BJ, you want to answer the first part and Eric the second?

Sure. Yes. So certainly, when you see the demand, this has been noticed by the payers and based on the presentations that we've had, with over 85% of the pharmacy life, what we have seen is actually an increase of our prior authorization rates being approved, as well as just an overall with key national payers as much as up to 16% with this. Certainly educating the offices and what we've put a laser focus on, is educating the offices just on the prior authorization requirements and really certain tactics and really spending some time on that education, which has also helped with the approval rate. So we anticipate again, the closer we get and with the label we will continue to improve but we've actually seen a great improvement versus last quarter and over the last year.

And then, Jason, with regards to any dynamic changes since ACC. So as I mentioned, we've seen increases in both cardiology as well as primary care. I would say, from a percentage perspective, there's been increased cardiology excitement because they have been recipients of the data. Still, again, the focus is on the ASCVD patient on maximally tolerated statin [indiscernible]. We have seen increases in NEXLETOL, still NEXLIZET is our leader, if you will. But we've seen increases in NEXLETOL, again based upon the press as well as the association between NEXLETOL and CLEAR Outcomes. So our label will expand for both brands and we anticipate, again, exponential growth post label change.

And Eric, just a quick follow-up there. The increased use of NEXLETOL, does that -- any evidence that you're being used before ezetimibe in that -- in those scenarios? Or any color there?

Yes. So starting to, Jason. So we have and we've done many surveys, quantitative surveys where ezetimibe tends to go down based upon seeing the CLEAR Outcomes data, still early. But yes, ezetimibe, as you know, has about a 6% outcomes benefit in that secondary prevention population and you're very familiar with our CLEAR Outcomes data. So ezetimibe will come down, still early now. And again, we're not promoting any of the CLEAR Outcomes benefits.
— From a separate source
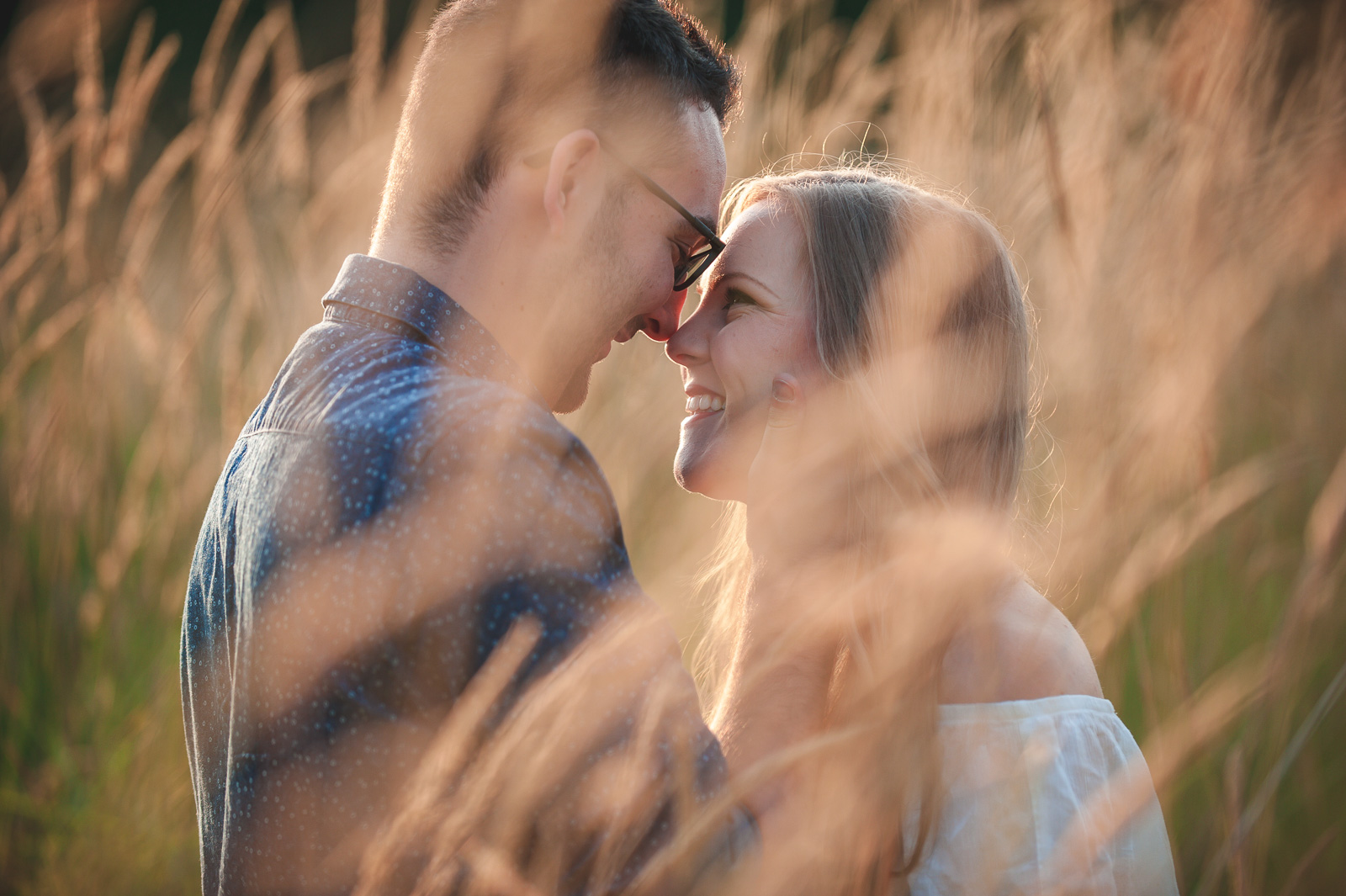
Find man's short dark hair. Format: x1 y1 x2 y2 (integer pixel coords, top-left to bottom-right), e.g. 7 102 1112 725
404 0 740 250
Thank you. And I'm not showing any further questions in the queue. I'd like to turn the call back over to Sheldon for closing remarks.

Great. Thank you so much. First of all, I just want to thank everybody for their interest and their questions and your support of Esperion. Just a couple of key points I would leave you with. And again, what we've demonstrated this quarter is the fact that we've delivered growth across all KPIs. We obviously beat expectations. We are very happy with where we see our prescriptions growing. And as we said before, this is without even having the full label approval behind us. We're on track with our key litigation milestones, again, the case being scheduled in April of 2024. It's a significant win for us. And then lastly, again and we're seeing it currently, after a statin, we're next. And that's really supported by the 14,000-patient CLEAR Outcomes study. So thank you again and look forward to talking to all of you soon. Have a great day.

This concludes today's conference call. Thank you for participating. You may now disconnect. Everyone, have a great day.